The electrode/needle arrays are placed according to the individual's distribution of neurovascular bundles. The exact location of the placement will vary slightly from person to person and is determined by both knowledge of auricular neuro-anatomy and visualization of the neurovascular bundles by transillumination (IHS, Versailles, IN, USA). The points will be targeted by four-point electrical stimulation using the BRIDGE device after carefully disinfecting the ear. The contents of the Neurostimulation will be delivered below sensation threshold for 5 consecutive days (120 hours).

Removal of the device will be done by a member of the study team if the patient is still admitted to CHW, or by the subject's parents if discharge takes place prior to the completion of the PENFS treatment. The device will be placed in a sharps discard container after removal. Subjects who will be discharged with the device will be provided with a sharps disposal bag that can be used to hold the device after removal. This bag can be discarded in any sharps container accessible to the subject or brought back to CHW and discarded the time of their next follow up appointment. If the subject's family is not comfortable removing the device at home the study team will make arrangements for the family to return to CHW for device removal.

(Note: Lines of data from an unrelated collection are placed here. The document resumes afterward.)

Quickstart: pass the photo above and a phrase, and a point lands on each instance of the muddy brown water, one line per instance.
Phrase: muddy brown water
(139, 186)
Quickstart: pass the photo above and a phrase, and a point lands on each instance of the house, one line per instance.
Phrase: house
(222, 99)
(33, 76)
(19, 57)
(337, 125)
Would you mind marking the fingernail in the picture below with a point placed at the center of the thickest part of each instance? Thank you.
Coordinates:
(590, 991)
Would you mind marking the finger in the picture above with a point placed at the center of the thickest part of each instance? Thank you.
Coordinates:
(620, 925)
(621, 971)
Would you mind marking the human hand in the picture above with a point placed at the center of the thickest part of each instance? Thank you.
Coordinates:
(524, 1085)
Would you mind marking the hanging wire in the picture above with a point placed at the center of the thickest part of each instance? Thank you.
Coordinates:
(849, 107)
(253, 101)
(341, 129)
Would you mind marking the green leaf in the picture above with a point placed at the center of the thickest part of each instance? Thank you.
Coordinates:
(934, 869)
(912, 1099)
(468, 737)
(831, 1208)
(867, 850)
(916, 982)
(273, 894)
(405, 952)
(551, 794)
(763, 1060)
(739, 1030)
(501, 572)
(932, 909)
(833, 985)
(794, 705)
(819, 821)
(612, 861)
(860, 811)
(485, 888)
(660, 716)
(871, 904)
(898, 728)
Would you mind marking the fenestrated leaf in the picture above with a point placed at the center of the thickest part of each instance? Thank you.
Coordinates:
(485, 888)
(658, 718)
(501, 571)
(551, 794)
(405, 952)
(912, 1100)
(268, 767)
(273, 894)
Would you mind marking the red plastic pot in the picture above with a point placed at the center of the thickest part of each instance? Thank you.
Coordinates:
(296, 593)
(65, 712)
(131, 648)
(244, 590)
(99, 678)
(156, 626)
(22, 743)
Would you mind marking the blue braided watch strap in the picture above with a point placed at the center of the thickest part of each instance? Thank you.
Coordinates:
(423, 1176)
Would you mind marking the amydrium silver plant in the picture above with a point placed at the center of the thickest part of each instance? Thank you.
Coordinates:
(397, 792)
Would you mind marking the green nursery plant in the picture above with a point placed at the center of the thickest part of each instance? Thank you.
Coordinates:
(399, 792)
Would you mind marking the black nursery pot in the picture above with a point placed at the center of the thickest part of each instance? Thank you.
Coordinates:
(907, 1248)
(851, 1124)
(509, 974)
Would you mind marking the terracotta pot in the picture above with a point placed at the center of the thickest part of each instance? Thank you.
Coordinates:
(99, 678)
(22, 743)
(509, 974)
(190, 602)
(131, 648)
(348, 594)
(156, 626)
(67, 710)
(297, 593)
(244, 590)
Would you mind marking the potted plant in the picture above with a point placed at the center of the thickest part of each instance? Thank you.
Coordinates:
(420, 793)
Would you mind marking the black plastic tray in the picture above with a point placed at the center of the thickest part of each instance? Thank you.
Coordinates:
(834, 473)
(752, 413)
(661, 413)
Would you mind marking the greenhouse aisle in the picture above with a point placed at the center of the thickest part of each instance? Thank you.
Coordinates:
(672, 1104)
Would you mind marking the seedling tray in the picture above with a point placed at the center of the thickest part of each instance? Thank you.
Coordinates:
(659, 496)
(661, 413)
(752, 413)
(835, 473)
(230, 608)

If a patient in the PENFS group is experiencing significant breakthrough withdrawal symptoms (consistent WAT-I score of >4) for more than 48 hours, the PI and care team will meet to discuss whether scores are due to withdrawal symptoms or are being artificially inflated due to confounding factors. If the patient is determined to be experiencing significant symptoms of withdrawal, the device will be removed early, and the subject will be transitioned to SOC withdrawal treatment. At that point the patient will be considered to have withdrawn from study.